It is a natural desire and a part of life to want to pass down what we own to those we love when we pass away. The law enshrines this desire in the law of wills, which allows individuals to specify when, what, and how our friends and family receive certain gifts from us upon our deaths. But what happens if you leave something to someone in your will, and by the time you die that gift is no longer a part of your estate? This is covered by the doctrine of ademption.
What is Ademption?
Ademption is a doctrine based on a very simple, logical fact: you cannot give a gift of property by will if you do not actually own that property. As much as you might like to leave your son a 50-story skyscraper or a successful restaurant, you can’t (unless you actually do own those things!). The same goes for things that you actually did own at one point, but no longer did at the time of your death. It may seem unlikely that this would ever come up in real life – somebody trying to bequeath something they don’t own – but it absolutely happens.
Consider the following example: You own a piece of real property, called Greenacre, that you want your daughter to have upon your death. To this end, you have a real estate lawyer draft a will in which you devise Greenacre to your daughter in fee simple absolute. However, twenty years later, while you are still alive, you sell Greenacre to settle a debt. Ten years after that, you die without having updated your original will, so it still states that Greenacre goes to your daughter – will she get the property? The answer is no, because when you sold Greenacre to a third party during your life, the testamentary gift to your daughter was addeemed.
Ademption is a fairly common sense principle in most cases. In the example above, it would not be equitable to give the property to your daughter after it was sold to a bona fide purchaser in good faith. Ademption is also intuitive in instances where the property was destroyed. You cannot give a gift of a house that burned down and was never rebuilt. Ademption also covers cases where you give a gift to its intended beneficiary before you die.
However, there are other situations in which the doctrine of ademption seems overly harsh. For example, imagine that you wanted your son to get your car when you passed away, so you included a provision in your will by which you leave “my Mercedes Benz to my dearest son.” By the time you die, though, you have sold your Mercedes Benz and switched to driving a Bentley. Does your son get the Bentley? Under the traditional rules of ademption, no. Your will provided for the bequest of a Mercedes Benz, which you no longer own, not a Bentley. Therefore, your son would get nothing despite your obvious intention that he receive whatever car you drove at the time of your death.

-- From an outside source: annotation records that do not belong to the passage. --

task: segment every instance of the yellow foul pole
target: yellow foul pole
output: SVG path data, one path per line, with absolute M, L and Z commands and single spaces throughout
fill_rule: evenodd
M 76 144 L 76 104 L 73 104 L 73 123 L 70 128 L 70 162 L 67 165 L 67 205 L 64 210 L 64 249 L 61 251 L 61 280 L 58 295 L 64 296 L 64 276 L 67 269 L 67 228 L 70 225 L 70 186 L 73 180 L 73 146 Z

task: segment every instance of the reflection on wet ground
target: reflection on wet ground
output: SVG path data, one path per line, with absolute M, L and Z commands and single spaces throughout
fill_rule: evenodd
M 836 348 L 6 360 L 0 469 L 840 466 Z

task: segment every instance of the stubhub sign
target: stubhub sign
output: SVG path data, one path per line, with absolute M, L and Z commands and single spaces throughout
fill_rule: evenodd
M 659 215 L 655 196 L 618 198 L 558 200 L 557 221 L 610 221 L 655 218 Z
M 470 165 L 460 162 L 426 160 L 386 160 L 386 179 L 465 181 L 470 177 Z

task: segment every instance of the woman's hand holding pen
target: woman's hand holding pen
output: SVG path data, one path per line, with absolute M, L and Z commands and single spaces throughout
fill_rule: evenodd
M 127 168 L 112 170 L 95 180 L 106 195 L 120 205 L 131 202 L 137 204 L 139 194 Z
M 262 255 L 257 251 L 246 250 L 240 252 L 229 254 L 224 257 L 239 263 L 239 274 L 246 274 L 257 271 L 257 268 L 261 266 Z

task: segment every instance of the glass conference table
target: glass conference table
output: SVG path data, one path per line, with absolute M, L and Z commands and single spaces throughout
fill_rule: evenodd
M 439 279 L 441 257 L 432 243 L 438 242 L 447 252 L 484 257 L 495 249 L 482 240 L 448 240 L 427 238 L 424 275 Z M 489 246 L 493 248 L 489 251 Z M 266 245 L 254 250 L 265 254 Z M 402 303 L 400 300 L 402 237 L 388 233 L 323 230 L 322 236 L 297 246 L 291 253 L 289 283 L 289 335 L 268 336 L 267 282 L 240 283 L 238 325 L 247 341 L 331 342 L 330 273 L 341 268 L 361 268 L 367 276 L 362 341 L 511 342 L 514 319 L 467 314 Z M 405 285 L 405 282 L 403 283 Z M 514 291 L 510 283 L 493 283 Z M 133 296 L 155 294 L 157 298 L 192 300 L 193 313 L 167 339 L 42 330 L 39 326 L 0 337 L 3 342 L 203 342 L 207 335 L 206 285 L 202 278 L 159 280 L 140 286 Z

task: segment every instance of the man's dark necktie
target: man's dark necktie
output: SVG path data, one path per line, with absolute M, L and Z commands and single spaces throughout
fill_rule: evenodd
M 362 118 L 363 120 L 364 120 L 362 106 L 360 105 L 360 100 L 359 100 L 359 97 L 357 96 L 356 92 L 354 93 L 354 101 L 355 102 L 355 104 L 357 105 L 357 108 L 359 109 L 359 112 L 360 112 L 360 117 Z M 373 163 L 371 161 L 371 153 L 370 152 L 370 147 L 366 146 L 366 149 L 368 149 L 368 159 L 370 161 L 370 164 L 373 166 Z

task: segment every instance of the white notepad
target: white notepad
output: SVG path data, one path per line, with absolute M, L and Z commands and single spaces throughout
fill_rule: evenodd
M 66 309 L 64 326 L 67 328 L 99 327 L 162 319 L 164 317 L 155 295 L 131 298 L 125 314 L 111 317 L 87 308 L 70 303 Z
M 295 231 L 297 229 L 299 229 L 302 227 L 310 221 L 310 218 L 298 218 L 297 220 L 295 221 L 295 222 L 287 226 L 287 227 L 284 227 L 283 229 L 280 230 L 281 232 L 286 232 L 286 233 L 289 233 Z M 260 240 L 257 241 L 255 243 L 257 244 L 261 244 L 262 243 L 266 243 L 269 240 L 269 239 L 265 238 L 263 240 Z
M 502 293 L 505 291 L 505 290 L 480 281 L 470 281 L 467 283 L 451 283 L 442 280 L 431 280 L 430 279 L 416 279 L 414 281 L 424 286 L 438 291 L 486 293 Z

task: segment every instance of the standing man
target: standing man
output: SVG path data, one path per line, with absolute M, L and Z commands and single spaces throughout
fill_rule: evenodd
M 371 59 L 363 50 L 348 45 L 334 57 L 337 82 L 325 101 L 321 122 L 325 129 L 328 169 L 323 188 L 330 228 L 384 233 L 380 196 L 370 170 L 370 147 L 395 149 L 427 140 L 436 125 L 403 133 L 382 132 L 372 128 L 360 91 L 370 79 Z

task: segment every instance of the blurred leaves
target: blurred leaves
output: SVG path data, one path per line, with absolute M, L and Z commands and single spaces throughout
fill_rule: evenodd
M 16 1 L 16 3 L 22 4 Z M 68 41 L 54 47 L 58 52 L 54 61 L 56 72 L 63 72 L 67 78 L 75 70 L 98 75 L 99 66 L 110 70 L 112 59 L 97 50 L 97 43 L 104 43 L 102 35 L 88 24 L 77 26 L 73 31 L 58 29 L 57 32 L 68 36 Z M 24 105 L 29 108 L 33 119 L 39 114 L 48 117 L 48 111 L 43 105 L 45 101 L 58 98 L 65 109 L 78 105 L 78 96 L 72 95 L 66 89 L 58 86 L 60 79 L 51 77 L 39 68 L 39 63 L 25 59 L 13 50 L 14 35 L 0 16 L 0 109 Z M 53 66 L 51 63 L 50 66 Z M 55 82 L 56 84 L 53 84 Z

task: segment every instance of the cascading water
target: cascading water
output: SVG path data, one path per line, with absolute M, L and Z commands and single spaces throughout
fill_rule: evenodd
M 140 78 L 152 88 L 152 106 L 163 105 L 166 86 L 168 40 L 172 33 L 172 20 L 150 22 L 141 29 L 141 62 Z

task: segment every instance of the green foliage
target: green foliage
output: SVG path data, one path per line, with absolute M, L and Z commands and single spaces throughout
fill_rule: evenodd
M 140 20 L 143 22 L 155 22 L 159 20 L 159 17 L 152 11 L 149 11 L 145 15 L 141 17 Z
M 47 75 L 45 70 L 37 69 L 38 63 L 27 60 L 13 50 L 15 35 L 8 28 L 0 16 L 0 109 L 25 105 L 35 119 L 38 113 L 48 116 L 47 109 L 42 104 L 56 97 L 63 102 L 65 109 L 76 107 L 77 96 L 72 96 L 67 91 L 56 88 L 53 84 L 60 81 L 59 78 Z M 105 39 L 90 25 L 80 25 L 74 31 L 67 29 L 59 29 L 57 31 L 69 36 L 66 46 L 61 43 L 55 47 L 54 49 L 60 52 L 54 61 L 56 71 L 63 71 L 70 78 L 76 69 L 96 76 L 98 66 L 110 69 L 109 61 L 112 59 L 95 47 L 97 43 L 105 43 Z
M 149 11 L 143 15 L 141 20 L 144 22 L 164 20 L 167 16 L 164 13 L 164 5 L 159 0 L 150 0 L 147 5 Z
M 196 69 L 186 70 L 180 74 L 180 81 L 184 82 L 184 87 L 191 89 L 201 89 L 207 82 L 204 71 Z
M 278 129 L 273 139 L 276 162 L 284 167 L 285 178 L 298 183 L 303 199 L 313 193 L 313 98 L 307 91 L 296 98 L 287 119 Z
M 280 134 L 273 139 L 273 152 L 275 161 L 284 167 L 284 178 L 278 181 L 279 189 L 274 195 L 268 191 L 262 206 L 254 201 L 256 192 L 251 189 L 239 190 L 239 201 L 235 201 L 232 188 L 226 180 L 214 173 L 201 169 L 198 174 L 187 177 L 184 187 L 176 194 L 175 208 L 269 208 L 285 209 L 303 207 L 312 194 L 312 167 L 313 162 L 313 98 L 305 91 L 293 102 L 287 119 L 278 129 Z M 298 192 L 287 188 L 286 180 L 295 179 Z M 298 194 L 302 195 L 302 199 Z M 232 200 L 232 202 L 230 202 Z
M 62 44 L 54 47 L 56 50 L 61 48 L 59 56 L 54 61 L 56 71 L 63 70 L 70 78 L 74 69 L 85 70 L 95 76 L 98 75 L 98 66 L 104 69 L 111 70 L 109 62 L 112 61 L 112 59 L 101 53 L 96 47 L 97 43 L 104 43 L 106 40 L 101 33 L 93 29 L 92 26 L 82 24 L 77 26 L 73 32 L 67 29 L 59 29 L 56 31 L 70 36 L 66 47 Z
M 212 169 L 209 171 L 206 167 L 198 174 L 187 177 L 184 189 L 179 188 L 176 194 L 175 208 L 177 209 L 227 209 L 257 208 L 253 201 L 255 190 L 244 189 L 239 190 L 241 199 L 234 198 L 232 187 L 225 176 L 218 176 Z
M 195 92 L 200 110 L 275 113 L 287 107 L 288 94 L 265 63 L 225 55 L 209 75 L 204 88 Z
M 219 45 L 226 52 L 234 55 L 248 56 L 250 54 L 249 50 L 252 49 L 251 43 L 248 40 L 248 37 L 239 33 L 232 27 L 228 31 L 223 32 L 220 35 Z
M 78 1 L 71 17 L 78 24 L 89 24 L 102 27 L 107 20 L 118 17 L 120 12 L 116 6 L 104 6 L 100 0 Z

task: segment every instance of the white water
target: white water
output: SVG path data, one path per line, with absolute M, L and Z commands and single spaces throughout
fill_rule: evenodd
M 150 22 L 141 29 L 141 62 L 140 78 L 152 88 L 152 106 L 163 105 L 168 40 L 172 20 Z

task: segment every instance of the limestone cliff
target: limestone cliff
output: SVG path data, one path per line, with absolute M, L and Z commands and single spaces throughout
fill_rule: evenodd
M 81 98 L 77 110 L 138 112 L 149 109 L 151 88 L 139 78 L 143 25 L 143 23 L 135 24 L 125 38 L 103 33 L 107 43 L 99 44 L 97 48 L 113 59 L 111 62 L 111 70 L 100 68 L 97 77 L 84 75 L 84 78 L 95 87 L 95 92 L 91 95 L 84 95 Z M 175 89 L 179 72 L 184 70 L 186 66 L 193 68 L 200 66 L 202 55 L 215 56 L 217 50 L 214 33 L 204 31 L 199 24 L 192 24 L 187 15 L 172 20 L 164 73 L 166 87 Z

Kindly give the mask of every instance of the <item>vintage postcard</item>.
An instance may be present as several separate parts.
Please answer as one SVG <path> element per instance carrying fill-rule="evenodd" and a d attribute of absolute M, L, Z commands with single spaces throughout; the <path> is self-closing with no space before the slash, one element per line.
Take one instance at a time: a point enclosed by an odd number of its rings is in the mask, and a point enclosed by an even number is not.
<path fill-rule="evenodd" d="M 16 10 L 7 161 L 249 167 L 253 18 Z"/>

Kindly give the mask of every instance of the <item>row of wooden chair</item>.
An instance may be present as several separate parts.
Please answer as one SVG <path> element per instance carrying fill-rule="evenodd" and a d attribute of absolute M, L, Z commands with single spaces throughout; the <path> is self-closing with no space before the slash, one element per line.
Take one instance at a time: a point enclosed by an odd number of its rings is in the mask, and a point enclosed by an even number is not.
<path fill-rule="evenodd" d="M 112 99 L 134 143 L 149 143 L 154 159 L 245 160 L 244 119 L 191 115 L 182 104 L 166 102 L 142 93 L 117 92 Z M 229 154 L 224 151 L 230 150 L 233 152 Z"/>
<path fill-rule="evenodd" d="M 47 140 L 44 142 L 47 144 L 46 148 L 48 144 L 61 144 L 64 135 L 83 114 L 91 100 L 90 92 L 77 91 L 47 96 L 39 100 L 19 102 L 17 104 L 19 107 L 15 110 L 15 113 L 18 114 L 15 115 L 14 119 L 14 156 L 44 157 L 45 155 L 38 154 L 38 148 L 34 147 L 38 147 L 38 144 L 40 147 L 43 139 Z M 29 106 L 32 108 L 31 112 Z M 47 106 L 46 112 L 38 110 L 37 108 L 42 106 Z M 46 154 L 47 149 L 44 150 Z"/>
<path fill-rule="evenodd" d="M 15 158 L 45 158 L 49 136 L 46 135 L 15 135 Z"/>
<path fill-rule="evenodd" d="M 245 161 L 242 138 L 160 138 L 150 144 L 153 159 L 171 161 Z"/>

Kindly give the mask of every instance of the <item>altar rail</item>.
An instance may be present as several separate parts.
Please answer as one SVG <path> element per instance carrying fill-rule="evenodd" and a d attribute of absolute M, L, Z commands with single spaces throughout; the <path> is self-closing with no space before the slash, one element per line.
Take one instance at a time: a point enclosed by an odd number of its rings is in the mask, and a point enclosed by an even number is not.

How Courts Apply the Doctrine of Ademption
The traditional approach to ademption discussed above is usually referred to as the identity theory of ademption. This is the majority theory in America, so if you bequeath a Mercedes Benz but only own a Bentley when you die, your beneficiary will receive nothing. In order to avoid this result, be certain that your attorney drafts your will in such a way that the threat of ademption is minimized. For example, your will should say something like “I bequeath to my only son whatever cars I own at the time of my death.”

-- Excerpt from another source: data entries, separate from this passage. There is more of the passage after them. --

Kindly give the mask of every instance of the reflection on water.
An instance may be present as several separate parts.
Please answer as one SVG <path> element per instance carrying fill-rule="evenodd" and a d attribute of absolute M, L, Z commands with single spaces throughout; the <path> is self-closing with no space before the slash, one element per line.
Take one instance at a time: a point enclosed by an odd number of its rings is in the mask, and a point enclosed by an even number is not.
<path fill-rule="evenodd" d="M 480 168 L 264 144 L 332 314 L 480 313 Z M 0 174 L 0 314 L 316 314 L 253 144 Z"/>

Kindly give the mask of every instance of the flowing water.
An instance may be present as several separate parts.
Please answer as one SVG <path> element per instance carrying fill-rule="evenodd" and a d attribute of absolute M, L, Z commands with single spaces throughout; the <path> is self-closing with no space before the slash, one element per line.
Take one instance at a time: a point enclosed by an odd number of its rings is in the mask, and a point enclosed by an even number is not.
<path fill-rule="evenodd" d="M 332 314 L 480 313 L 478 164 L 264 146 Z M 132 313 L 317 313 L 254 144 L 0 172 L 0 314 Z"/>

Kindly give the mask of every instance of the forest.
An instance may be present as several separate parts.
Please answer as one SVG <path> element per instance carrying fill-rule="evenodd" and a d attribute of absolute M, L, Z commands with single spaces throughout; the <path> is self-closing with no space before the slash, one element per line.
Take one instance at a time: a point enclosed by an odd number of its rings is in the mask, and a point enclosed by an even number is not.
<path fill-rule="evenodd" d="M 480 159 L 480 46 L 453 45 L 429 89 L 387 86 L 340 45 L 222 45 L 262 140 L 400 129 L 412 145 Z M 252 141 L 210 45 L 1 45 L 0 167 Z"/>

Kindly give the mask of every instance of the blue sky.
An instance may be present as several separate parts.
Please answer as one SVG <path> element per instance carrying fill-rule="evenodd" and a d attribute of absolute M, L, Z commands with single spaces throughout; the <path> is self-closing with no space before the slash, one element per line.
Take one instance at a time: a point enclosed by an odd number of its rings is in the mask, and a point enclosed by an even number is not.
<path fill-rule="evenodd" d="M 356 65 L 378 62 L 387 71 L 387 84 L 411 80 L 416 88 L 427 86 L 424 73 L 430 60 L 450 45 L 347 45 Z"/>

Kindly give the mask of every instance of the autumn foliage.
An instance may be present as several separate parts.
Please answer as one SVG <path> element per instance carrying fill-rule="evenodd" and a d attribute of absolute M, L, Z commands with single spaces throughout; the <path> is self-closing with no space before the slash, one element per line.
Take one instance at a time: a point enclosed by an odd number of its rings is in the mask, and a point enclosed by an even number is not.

A second, more forgiving theory of ademption is the intent theory. This theory permits the presentation of evidence demonstrating that ademption of the gift would run counter to the testator’s sincere intent. Under this theory, your son may be able to receive your Bentley if there is sufficient evidence that you just wanted him to have your car, or at the very least he will receive a cash gift equal to the value of the Mercedes Benz you expressly left him.
Ways to Avoid Ademption
Courts in some jurisdictions have begun to recognize the occasionally harsh results of the doctrine of ademption and have therefore established rules for avoiding it. One method of avoidance is the bequest of general gifts. If a gift given is sufficiently proven to be general, the estate’s executor must acquire the gift and deliver it to the devisee. Another exception to ademption is the change of a gifts form but not its substance. For example, the gift of an account for $100,000 in a Bank of America account is not addeemed if the same $100,000 is transferred to CitiBank prior to the testator’s death. There are some other ways of avoiding ademption that can be put in place by a clever real estate or estate planning attorney.

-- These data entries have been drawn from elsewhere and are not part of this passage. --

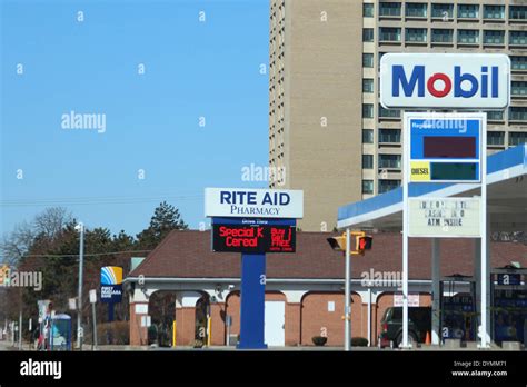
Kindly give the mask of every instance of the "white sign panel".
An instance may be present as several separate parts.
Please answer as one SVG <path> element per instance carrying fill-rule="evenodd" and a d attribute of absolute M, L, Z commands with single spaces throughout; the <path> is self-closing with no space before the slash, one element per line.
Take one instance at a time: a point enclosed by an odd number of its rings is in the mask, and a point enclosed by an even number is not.
<path fill-rule="evenodd" d="M 284 189 L 206 188 L 206 217 L 304 217 L 304 191 Z"/>
<path fill-rule="evenodd" d="M 380 103 L 387 108 L 505 109 L 510 59 L 501 53 L 386 53 Z"/>
<path fill-rule="evenodd" d="M 394 295 L 394 306 L 401 307 L 402 306 L 402 295 L 395 294 Z M 409 294 L 408 295 L 408 306 L 409 307 L 418 307 L 419 306 L 419 295 L 418 294 Z"/>
<path fill-rule="evenodd" d="M 410 237 L 479 238 L 479 198 L 409 198 Z"/>

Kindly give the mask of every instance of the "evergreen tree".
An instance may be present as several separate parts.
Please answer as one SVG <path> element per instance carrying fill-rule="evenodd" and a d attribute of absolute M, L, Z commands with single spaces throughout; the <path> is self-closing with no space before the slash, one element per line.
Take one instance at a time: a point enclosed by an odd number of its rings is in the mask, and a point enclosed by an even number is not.
<path fill-rule="evenodd" d="M 139 246 L 145 249 L 153 249 L 172 230 L 186 230 L 188 225 L 181 219 L 179 210 L 161 202 L 153 211 L 150 226 L 137 235 Z"/>

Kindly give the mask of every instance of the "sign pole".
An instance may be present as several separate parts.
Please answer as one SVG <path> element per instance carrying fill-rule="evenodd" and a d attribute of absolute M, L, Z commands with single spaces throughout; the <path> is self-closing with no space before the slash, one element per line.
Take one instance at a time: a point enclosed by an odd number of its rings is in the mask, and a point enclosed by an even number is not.
<path fill-rule="evenodd" d="M 96 317 L 96 302 L 91 302 L 91 314 L 93 317 L 93 338 L 91 344 L 91 350 L 97 349 L 97 317 Z"/>
<path fill-rule="evenodd" d="M 241 305 L 239 349 L 266 349 L 266 255 L 241 255 Z"/>
<path fill-rule="evenodd" d="M 487 343 L 487 281 L 489 281 L 488 267 L 487 267 L 487 118 L 481 122 L 481 147 L 480 147 L 480 159 L 481 159 L 481 345 L 480 348 L 489 348 Z"/>
<path fill-rule="evenodd" d="M 344 350 L 348 351 L 351 339 L 350 339 L 350 330 L 351 330 L 351 310 L 350 310 L 350 271 L 351 271 L 351 236 L 349 232 L 349 228 L 346 229 L 346 275 L 345 280 L 346 284 L 344 285 Z"/>
<path fill-rule="evenodd" d="M 78 294 L 78 314 L 77 314 L 77 347 L 82 350 L 82 266 L 84 265 L 84 225 L 79 222 L 76 229 L 80 232 L 79 245 L 79 294 Z"/>
<path fill-rule="evenodd" d="M 402 175 L 402 348 L 408 348 L 408 190 L 410 176 L 410 127 L 404 113 L 405 160 Z"/>
<path fill-rule="evenodd" d="M 113 302 L 108 304 L 108 322 L 113 321 Z"/>

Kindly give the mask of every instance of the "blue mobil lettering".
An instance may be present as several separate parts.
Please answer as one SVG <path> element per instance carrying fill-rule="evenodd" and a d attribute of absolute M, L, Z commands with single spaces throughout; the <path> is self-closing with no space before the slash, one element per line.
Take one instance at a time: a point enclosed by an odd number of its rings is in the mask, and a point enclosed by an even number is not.
<path fill-rule="evenodd" d="M 497 66 L 489 67 L 481 66 L 479 75 L 471 75 L 463 72 L 460 66 L 454 66 L 454 79 L 450 76 L 436 72 L 434 75 L 426 75 L 425 66 L 414 66 L 409 77 L 401 64 L 392 66 L 391 77 L 391 95 L 399 97 L 401 89 L 405 97 L 412 97 L 417 87 L 417 97 L 425 97 L 425 88 L 429 95 L 436 98 L 444 98 L 453 92 L 456 98 L 471 98 L 478 91 L 481 98 L 498 98 L 499 71 Z M 490 77 L 490 83 L 489 83 Z M 436 83 L 443 83 L 443 89 L 437 88 Z M 467 89 L 468 85 L 470 88 Z M 461 87 L 464 85 L 464 87 Z M 467 87 L 465 87 L 467 86 Z"/>
<path fill-rule="evenodd" d="M 258 202 L 257 198 L 256 191 L 220 191 L 221 205 L 287 206 L 291 201 L 287 192 L 266 192 L 261 202 Z"/>

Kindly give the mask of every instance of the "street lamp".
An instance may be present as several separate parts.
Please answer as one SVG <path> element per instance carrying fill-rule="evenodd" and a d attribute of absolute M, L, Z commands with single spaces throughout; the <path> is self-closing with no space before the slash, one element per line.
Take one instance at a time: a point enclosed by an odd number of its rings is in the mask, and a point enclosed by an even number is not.
<path fill-rule="evenodd" d="M 84 265 L 84 225 L 79 221 L 74 227 L 80 232 L 80 246 L 79 246 L 79 296 L 78 296 L 78 314 L 77 314 L 77 347 L 82 350 L 82 266 Z"/>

Common sense tells us that you can’t give away what you don’t have. Sometimes, though, you transfer things to third parties during your life that you forgot were part of your bequest to someone else, or sometimes you complete a gift to someone before dying. The key is to make sure that your attorney drafts your will in a way that minimizes the risk of ademption, and it is also critical that you check and update your after a significant amount of time passes to make sure it reflects what you actually own, and how you actually want to devise it.